I have the following configuration on an sbt project:
moduleA
Contains a bunch of integration tests. moduleB
(depends on moduleA
). Contains a reference.conf
file; moduleC
(aggregates moduleA
and moduleB
-- this is the root). When I try to run it:test
I get errors, as the tests cannot find the values available on reference.conf
. Manually copying the reference.conf
to moduleA
makes it work.
The issue seems clearly to be that by some reason when running the it:tests
(at the root), sbt is not smart enough to add the reference.conf
to the classpath.
Can anyone theorize why is that the case? How does sbt work with classpaths and classloaders? Will it just dump everything in a single classloader? It certainly doesn't seem to be the case.
Thanks
In order to address your question and comment, let me break down what SBT is doing with your project.
ModuleC
is the root project, and it aggregates ModuleA
and ModuleB
. In the context of SBT , aggregation means that any command that is run on the root project is also run on the aggregated sub-projects. So, for example, if you run integration tests on the root module, then you will also run the integration tests for its aggregated modules. However, it's important to understand that this is not done all-at-once : the command is run on each sub-project individually.
The next question that SBT has to address is the order in which the sub-projects should be processed. In this case, since ModuleB
depends on ModuleA
, it has to process ModuleA
before processing ModuleB
. Otherwise, if there was no dependency between them, then the order wouldn't matter, and SBT would most likely stick with the order that they were specified in ModuleC
's aggregation list.
But what does it mean for one sub-project to depend upon another? It's akin to the relationship between an SBT project and one of its libraryDependencies
: the dependent library must be available to the sub-project, and its resources and classes are made available on the classpath during the indicated phases (compile, test, run, etc.).

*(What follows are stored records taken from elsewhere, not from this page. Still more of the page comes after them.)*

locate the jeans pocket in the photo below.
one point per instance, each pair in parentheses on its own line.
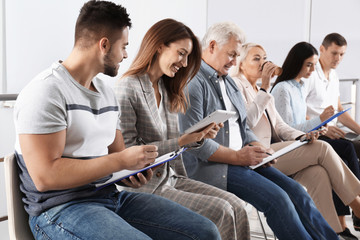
(40,234)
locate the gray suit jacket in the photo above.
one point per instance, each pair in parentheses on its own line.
(139,117)
(205,97)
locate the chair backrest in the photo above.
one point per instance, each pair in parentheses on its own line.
(18,219)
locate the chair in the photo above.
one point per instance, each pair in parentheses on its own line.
(17,216)
(254,234)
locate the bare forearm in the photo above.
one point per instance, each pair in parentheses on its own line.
(224,155)
(347,121)
(65,173)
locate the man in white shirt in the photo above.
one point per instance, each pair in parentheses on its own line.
(322,88)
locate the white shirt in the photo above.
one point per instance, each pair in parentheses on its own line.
(162,110)
(235,140)
(321,92)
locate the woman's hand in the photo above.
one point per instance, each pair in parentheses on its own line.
(267,72)
(328,112)
(208,132)
(141,178)
(313,135)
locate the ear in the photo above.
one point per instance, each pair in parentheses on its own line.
(212,46)
(240,67)
(104,45)
(160,49)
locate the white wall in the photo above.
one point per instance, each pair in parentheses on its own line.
(39,32)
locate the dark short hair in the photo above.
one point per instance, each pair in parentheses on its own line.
(334,38)
(99,19)
(295,60)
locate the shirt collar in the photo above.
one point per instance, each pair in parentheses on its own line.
(297,84)
(320,72)
(211,72)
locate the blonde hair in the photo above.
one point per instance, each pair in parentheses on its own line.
(235,71)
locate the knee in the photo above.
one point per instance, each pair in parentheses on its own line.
(208,231)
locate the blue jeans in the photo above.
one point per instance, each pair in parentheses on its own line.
(289,210)
(122,215)
(345,149)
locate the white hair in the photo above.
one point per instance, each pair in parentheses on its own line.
(221,33)
(241,58)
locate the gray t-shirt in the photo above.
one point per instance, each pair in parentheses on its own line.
(54,101)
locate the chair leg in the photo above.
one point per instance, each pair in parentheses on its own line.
(261,224)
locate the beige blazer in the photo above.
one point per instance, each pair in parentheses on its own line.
(256,103)
(140,117)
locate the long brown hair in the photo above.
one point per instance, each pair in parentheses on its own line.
(165,32)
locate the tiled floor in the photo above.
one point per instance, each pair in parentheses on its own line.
(256,232)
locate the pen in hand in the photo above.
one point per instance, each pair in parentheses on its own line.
(140,141)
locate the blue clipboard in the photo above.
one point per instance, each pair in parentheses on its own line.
(329,119)
(118,176)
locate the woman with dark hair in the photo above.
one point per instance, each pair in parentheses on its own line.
(299,63)
(315,165)
(289,95)
(150,95)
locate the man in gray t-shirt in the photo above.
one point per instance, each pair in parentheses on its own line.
(69,139)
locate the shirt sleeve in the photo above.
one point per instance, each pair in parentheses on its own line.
(282,98)
(128,102)
(40,109)
(194,114)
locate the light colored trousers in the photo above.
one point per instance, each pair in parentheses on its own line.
(223,208)
(318,168)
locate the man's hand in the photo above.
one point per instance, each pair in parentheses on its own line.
(137,157)
(251,155)
(335,132)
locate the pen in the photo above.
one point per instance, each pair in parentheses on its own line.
(140,141)
(265,152)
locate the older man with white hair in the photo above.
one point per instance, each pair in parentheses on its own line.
(224,161)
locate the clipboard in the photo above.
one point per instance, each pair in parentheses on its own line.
(329,119)
(281,152)
(120,175)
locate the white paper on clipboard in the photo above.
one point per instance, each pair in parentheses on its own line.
(280,152)
(117,176)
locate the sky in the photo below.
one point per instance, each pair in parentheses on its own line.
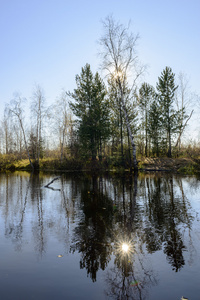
(47,42)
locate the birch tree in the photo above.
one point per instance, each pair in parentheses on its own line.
(15,108)
(38,113)
(120,62)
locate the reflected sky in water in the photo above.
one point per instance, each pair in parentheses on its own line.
(93,237)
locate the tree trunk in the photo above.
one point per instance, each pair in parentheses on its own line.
(135,166)
(26,143)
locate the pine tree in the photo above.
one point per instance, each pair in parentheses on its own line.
(92,109)
(166,90)
(146,95)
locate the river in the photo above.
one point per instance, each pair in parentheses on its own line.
(99,237)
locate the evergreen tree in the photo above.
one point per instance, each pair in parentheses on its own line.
(155,131)
(92,109)
(166,90)
(146,95)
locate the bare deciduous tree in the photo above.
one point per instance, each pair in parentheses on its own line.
(15,108)
(38,112)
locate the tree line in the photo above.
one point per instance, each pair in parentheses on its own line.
(113,118)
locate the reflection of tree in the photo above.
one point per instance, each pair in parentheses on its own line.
(15,229)
(38,228)
(129,278)
(166,212)
(92,235)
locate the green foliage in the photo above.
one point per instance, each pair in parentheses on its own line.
(166,92)
(92,109)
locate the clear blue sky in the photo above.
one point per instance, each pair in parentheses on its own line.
(48,41)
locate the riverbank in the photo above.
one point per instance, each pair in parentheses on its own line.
(177,165)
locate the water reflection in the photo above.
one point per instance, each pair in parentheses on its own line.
(94,216)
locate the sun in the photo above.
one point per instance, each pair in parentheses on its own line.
(125,248)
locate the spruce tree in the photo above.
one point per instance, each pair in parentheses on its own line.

So, when integration tests are run on ModuleC
, SBT will first run ModuleA
's integration tests. Since ModuleA
has no other dependencies within the project, it will be processed without any of the other sub-projects available on its classpath . (This is why it cannot access the reference.conf
file that is part of ModuleB
.) This makes sense, if you think about it, because otherwise—if ModuleA
and ModuleB
are dependent upon each other—you would have an unresolvable chicken-and-egg situation, in which neither project could be built.
(BTW, if ModuleA
has sources that have not yet been compiled, then they will be compiled, on a separate compile pass, before running the integration tests.)
Next it will try to process ModuleB
, adding ModuleA
's resources and classes to its classpath, since it is dependent upon them.
From your description, it seems that at least some of the configuration settings in ModuleB
's reference.conf
file should belong to ModuleA
, since it needs access to them during its integration tests. Whether this means that the whole of the file should belong to ModuleA
is up to you. However, it's possible for each sub-project to have its own reference.conf
file resource (that's a design feature of the Typesafe Config library that I'm assuming you're using). Any configuration settings that belong to ModuleA
's reference.conf
file will also be available to ModuleB
, since it is dependent upon ModuleA
. (If you have multiple reference.conf
files, the only issue you have will depend upon how you package and release ModuleC
. If you package everything in all of your sub-projects into a single JAR file, then you would need to merge the various reference.conf
files together, for example.)
Another possibility is that some or all of the integration tests should actually belong to ModuleC
rather than either ModuleA
or ModuleB
. Again, making this determination will depend upon your requirements. If it makes sense for each sub-project to perform integration tests in all cases, then place them in the sub-projects. If they only make sense for the completed project as a whole, then put them in ModuleC
.
You might want to read the documentation for SBT multi-project builds for further details.